The Lawrence family retains one of the largest caches of Architectural Pottery in the city, although son Damon considers the collection modest. “If we only knew, we would have kept one of everything,” he said. The family has several dozen pieces.

After Rita Lawrence died at 80 in 1999, Damon Lawrence, his wife and two sons moved into the Spanish-style Bel-Air house that Max and Rita shared for more than 40 years. Damon Lawrence, who works as an importer, hired an architect to double the size of the residence and build a series of outdoor courtyards to showcase some of the most famous, and rare, pieces of Architectural Pottery.

Several large white totem poles, a series of stacked hourglass shapes designed in the 1950s by Tackett, stand in the frontyard.
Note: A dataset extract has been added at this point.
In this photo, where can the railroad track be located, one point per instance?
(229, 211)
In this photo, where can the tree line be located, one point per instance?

The tall structures —which resemble sculptor Constantin Brancusi’s “Endless Column” of piled-up pyramids — provide a modern twist to the traditional exterior of the house.

A half-dozen courtyard and patios serve as open-air mini-museums. One courtyard is an exhibit area for ‘60s abstract stoneware sculptures by Cressey, the company’s only name potter who is still alive. Another patio is filled with curved chairs and settees made of fiberglass during the 1970s. On an exterior wall, the Lawrences have hung a stoneware light fixture shaped like a giant honeycomb. Pots ranging from large to gigantic, and filled with cactus and succulents, surround the pool.

Inside the residence, the company’s bowls dot the white marble kitchen countertops. An international array of folk art — collected by the Lawrences during trips around the world — sits on built-in cabinets made by family friends Hendrik van Keppel and Taylor Green, Los Angeles designers who created casual, indoor-outdoor furniture from the 1930s through the 1970s.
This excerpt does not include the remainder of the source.